I really like the idea of telling a story! I like telling stories that are becoming forgotten or that have a special significance to me. I noticed this after I completed my personal narrative video. I also like to give animal characters human features and vice verser. This is because when I heard stories about Baboons and hares, I always imagined them with human like features. This comes from exploring Zimbabwean sculpure, especially sculpture from the 60s. They are so beautiful yet bizarre, humorous and serious at the same time.

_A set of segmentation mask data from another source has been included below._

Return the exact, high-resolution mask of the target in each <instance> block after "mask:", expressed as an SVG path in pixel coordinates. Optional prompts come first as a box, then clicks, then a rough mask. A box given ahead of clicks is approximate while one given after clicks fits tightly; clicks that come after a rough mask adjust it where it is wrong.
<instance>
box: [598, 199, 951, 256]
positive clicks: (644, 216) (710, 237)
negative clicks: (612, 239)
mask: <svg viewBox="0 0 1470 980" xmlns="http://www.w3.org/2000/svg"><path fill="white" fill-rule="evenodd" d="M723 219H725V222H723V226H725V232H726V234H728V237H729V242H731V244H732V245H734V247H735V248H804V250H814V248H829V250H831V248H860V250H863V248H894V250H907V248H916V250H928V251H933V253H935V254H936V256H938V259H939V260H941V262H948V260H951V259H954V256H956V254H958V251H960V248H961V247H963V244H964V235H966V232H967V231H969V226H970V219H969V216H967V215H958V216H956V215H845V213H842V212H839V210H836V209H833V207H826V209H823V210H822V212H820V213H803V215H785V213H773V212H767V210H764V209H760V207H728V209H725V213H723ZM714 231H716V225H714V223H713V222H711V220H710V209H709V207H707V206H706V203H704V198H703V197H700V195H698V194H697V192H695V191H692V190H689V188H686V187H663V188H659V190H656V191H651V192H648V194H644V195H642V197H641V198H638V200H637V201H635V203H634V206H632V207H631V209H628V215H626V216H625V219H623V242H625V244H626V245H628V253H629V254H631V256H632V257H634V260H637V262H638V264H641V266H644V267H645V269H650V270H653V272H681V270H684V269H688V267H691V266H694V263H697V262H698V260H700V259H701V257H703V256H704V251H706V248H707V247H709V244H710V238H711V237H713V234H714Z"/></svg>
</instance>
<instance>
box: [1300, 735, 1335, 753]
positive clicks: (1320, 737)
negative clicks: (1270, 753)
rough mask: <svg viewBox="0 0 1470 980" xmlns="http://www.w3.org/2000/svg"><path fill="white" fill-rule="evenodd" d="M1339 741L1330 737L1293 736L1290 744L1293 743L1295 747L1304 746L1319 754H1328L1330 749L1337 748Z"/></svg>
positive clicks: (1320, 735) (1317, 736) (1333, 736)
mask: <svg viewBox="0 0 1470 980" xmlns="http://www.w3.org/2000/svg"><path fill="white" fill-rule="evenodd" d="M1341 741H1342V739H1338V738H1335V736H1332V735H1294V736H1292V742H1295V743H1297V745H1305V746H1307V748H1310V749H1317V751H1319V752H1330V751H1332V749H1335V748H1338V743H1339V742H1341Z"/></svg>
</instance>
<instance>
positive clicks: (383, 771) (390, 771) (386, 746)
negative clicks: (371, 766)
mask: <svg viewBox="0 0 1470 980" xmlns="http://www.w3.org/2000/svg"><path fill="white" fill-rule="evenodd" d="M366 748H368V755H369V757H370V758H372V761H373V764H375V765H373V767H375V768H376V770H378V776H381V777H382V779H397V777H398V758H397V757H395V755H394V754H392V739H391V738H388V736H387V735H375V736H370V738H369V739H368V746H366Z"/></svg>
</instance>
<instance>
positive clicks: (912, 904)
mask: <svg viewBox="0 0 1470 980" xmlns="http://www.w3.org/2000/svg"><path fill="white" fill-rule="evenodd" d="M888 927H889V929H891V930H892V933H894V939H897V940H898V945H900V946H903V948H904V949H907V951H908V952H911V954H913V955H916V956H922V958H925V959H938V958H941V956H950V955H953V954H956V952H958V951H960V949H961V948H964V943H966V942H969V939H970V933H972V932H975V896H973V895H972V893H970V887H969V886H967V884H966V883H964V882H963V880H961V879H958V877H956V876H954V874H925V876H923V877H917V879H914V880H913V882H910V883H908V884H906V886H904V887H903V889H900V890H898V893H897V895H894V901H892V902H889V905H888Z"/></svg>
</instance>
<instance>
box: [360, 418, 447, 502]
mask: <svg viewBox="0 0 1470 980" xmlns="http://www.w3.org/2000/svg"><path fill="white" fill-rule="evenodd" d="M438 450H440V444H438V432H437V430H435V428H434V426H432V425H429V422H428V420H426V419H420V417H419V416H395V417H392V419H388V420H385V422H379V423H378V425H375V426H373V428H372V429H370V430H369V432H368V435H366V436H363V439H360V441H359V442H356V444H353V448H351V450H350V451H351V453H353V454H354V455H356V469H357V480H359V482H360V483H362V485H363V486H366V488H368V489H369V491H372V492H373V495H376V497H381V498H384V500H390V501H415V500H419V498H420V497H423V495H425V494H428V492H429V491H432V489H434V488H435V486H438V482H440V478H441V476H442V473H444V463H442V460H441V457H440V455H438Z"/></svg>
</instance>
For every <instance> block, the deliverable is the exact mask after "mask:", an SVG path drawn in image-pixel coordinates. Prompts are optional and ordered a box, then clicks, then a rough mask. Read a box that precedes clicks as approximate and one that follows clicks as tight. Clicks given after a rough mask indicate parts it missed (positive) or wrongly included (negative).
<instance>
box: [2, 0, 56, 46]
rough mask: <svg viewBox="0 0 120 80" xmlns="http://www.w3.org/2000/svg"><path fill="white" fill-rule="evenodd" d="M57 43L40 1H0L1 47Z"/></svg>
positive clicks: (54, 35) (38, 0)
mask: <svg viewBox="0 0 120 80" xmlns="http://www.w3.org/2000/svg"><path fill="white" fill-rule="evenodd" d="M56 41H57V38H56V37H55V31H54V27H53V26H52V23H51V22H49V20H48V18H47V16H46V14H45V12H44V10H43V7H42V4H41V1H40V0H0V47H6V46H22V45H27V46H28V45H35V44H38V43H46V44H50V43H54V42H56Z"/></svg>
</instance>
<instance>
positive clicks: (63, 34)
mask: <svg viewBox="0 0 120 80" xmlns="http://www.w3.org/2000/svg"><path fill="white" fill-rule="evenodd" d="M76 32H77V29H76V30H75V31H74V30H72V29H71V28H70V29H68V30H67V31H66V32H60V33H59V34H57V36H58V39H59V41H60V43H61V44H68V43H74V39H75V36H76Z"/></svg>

So this video is an exploration of Shona folklore which is part of my oral history. I think that oral history is dying, and that is why I decided to retell this story and document it in this way. Some of the stories in Shona folklore are really bizarre, and when you compare them to disney stories, they seem really brutal and intense. They don’t have the same, “and they lived happily ever after” ending. There is always a big consequence for violating social norms and values. There is no completely evil nor completely good character. The baboon is usually dim witted, but he is the elder and ought to be respected. Hare is sly and cunning and he is often the nephew of the baboon. If they die in one narrative, they live in another, so maybe it’s not so sad.

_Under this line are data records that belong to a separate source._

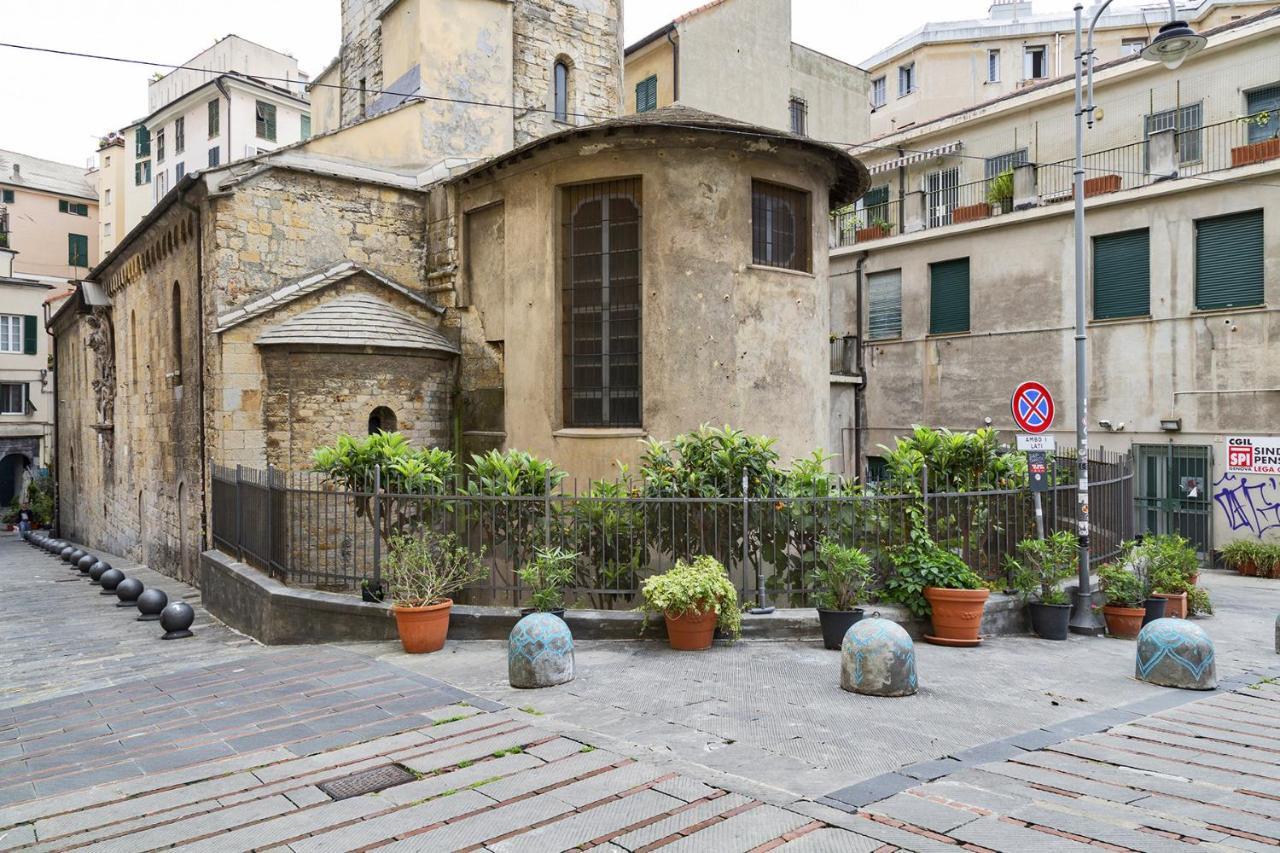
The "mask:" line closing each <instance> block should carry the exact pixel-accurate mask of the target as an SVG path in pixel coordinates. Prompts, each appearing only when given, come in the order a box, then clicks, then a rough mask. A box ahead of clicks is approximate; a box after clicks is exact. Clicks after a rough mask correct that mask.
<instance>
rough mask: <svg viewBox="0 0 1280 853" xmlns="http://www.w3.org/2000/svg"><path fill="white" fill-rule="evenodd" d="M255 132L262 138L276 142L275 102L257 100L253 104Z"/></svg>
mask: <svg viewBox="0 0 1280 853" xmlns="http://www.w3.org/2000/svg"><path fill="white" fill-rule="evenodd" d="M253 132H255V133H256V134H257V138H260V140H268V141H269V142H275V104H268V102H266V101H255V104H253Z"/></svg>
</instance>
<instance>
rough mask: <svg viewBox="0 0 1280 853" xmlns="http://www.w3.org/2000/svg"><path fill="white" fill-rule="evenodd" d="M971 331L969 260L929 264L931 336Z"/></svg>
mask: <svg viewBox="0 0 1280 853" xmlns="http://www.w3.org/2000/svg"><path fill="white" fill-rule="evenodd" d="M968 330H969V259H968V257H959V259H956V260H948V261H940V263H937V264H929V334H955V333H957V332H968Z"/></svg>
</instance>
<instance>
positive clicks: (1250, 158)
mask: <svg viewBox="0 0 1280 853" xmlns="http://www.w3.org/2000/svg"><path fill="white" fill-rule="evenodd" d="M1274 118H1275V117H1272V115H1271V111H1270V110H1262V111H1261V113H1254V114H1253V115H1245V117H1243V118H1242V119H1240V122H1242V123H1244V124H1245V126H1249V124H1252V126H1253V127H1260V128H1265V131H1263V132H1267V131H1270V133H1271V136H1270V137H1266V138H1262V140H1258V141H1257V142H1249V143H1248V145H1242V146H1238V147H1234V149H1231V168H1233V169H1234V168H1238V167H1242V165H1252V164H1254V163H1265V161H1267V160H1275V159H1276V158H1280V120H1272V119H1274Z"/></svg>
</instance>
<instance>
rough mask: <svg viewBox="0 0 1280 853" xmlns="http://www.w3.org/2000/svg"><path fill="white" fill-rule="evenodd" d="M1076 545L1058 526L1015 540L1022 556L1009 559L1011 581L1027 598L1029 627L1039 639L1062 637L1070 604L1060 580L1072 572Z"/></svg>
mask: <svg viewBox="0 0 1280 853" xmlns="http://www.w3.org/2000/svg"><path fill="white" fill-rule="evenodd" d="M1078 547H1079V544H1078V542H1076V538H1075V535H1074V534H1073V533H1071V532H1070V530H1059V532H1057V533H1055V534H1052V535H1050V537H1048V538H1046V539H1024V540H1023V542H1020V543H1018V551H1019V552H1020V553H1021V557H1023V558H1021V560H1011V561H1010V562H1009V567H1010V570H1011V571H1010V578H1011V581H1012V583H1011V585H1012V588H1014V589H1016V590H1018V592H1019V593H1021V596H1023V599H1024V601H1028V608H1029V610H1030V617H1032V630H1033V631H1036V635H1037V637H1039V638H1041V639H1051V640H1065V639H1066V631H1068V622H1069V621H1070V619H1071V605H1070V603H1069V602H1068V598H1066V592H1065V590H1064V589H1062V581H1065V580H1068V579H1069V578H1071V576H1073V575H1074V574H1075V567H1076V551H1078ZM1032 598H1034V601H1032Z"/></svg>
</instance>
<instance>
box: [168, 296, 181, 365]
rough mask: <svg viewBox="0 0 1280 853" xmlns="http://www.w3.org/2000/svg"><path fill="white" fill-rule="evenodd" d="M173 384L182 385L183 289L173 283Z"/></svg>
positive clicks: (171, 314)
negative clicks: (180, 384)
mask: <svg viewBox="0 0 1280 853" xmlns="http://www.w3.org/2000/svg"><path fill="white" fill-rule="evenodd" d="M170 315H172V318H170V319H172V320H173V384H175V386H180V384H182V287H179V286H178V282H174V283H173V310H172V311H170Z"/></svg>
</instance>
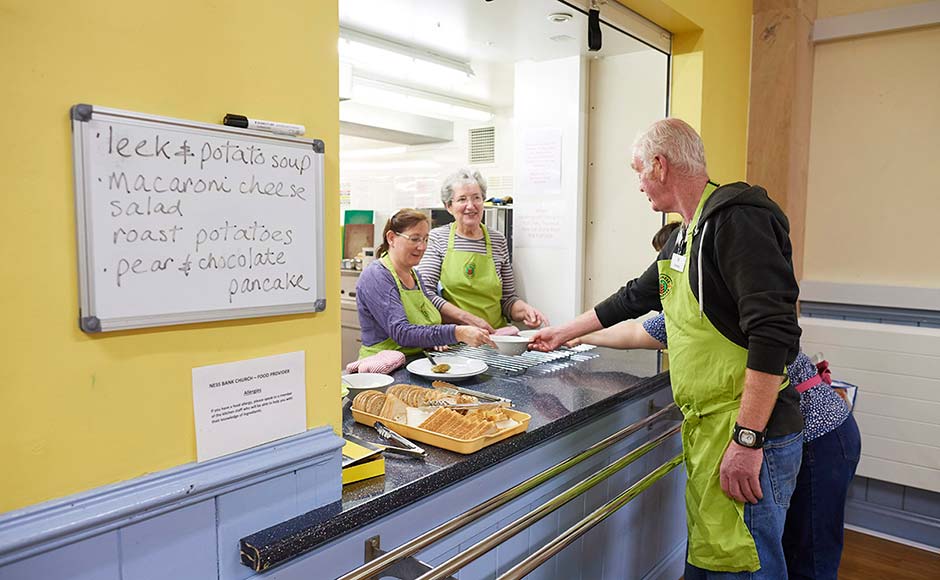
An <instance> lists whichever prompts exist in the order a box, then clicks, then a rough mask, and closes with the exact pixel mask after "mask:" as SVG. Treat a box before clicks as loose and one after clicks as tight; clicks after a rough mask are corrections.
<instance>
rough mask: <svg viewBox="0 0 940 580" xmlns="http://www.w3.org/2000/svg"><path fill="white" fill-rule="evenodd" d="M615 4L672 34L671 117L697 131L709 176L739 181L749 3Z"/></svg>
mask: <svg viewBox="0 0 940 580" xmlns="http://www.w3.org/2000/svg"><path fill="white" fill-rule="evenodd" d="M620 2H621V3H622V4H624V5H626V6H628V7H629V8H631V9H632V10H635V11H636V12H638V13H640V14H642V15H643V16H645V17H646V18H649V19H650V20H652V21H653V22H656V23H657V24H659V25H660V26H662V27H663V28H665V29H667V30H669V31H670V32H672V33H673V54H674V58H673V78H672V95H671V99H672V115H673V116H675V117H680V118H682V119H685V120H686V121H687V122H689V123H690V124H691V125H693V126H694V127H696V128H698V129H699V131H700V132H701V134H702V139H703V140H704V141H705V153H706V156H707V161H708V170H709V174H710V176H711V177H712V179H715V180H716V181H718V182H728V181H736V180H739V179H741V180H743V179H744V176H745V162H746V157H747V106H748V87H749V67H750V54H751V2H745V1H742V0H710V1H709V2H702V1H701V0H620ZM602 12H603V9H602Z"/></svg>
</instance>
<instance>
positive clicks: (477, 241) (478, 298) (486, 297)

In this story, Hare and Baboon are hungry so they think that cooking each other and taking turns to eat one another will solve their hunger problems. However, Hare manages to trick baboon and the only one who gets to eat is Baboon. You loose something, maybe humor, when the story is translated into English. Shona is sometimes more expressive. I found many versions of this story, in this one Hare makes music, in other stories, Hare does other things at the end of the story.